The limited carbohydrate utilization range of R. eutropha coupled with the high costs of these carbon sources in biopolymer production restricts its application in biotechnological processes. Renewable substitutes for the so far used expensive substrates must be investigated to lower the commercial PHA production costs (e.g. of the thermoplastic Biopol) to make them competitive with the petrochemical-based plastic manufacture. Based on the experimental results, it appears that polymer accumulation in strain H16 is reduced to a minor extend when cells were grown on glycerol (70.7%, w/w, PHB after 260 h of cultivation) in comparison to accumulation experiments made on sodium gluconate or fructose (up to 78%, w/w, PHB after 28 h of cultivation, Kaddor and Steinbüchel 2011). We demonstrated that strain H16 has the potential to utilize glycerol for indeed suboptimal growth but with an unrestricted capability of valuable PHB production. Although glycerol transport and utilization is independent of the PEP-PTS in strain H16, deletion of the PTS homologous genes affected anyhow carbon and PHB metabolism in this strain indicating a complex regulatory function of the PTS. However, the slow growth of the wild type on this cheap and abundant sugar substitute prevents it currently from its use in industrial large-scale productions. Heterotrophic growth on glycerol is related to carbon and energy limiting conditions. Besides oxidative stress proteins and hydrogenases, enzymes of gluconeogenesis and the CBB pathway as well as PhaA and PhaB belong to the most abundant proteins of glycerol-grown cells (Friedrich et al. 1981; Schwartz et al. 2009).
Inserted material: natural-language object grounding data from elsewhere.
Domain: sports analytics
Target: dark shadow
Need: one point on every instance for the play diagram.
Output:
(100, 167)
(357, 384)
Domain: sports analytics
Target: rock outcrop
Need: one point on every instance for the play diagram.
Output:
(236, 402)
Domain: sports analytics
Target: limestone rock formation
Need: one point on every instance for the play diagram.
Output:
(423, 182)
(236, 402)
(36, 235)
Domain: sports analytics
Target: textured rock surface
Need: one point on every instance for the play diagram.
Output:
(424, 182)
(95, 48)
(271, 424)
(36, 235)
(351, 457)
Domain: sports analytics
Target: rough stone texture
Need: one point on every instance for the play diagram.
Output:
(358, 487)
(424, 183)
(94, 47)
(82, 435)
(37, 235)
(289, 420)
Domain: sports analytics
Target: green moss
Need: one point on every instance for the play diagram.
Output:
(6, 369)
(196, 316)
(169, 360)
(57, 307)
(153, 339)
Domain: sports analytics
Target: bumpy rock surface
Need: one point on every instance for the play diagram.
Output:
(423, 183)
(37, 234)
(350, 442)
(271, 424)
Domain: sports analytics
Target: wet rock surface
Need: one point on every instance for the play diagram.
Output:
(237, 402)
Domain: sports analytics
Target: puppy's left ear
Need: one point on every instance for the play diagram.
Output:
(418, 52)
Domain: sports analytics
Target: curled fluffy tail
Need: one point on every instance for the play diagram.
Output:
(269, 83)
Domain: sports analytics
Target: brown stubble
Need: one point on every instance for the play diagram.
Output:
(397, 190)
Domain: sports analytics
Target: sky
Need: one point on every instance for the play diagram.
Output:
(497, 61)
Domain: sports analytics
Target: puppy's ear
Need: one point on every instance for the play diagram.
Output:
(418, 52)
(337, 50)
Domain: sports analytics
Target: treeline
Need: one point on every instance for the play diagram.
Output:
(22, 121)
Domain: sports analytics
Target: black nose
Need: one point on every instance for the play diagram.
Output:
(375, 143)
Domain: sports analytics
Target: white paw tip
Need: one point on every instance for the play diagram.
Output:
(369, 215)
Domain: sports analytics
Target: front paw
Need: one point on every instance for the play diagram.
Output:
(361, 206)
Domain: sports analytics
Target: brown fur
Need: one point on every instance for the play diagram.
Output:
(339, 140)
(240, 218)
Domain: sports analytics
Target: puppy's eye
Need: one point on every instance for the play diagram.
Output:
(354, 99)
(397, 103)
This study focussed on the involvement of PTS homologous proteins on the utilization of glycerol with respect to polymer biosynthesis in R. eutropha H16. Four PTS homologous proteins (PtsM, PtsH, PtsI, PtsN) showed a significant influence during glycerol utilization on both, cell growth and PHB accumulation. Deletion of the fructose-specific transport proteins resulted in no significant difference to the wild type concerning growth and storage behavior. Due to the occurrence of PEP-PTS homologous proteins and the absence of a PTS-mediated carbohydrate uptake in this strain except for the PTSNag, further investigations are required to unravel their functions in this PHB producing strain. Besides the generation of deletion mutants and their phenotypical characterization, intensive studies on the putative operon ptsMHI are now necessary to characterize the respective genes in more detail and to resolve their roles in the metabolism of R. eutropha. Certainly, this study provides a further degree of regulation between the general PTS proteins and both, PHB and carbon metabolism in R. eutropha H16.

Competing interests

The authors declare that they have no competing interests.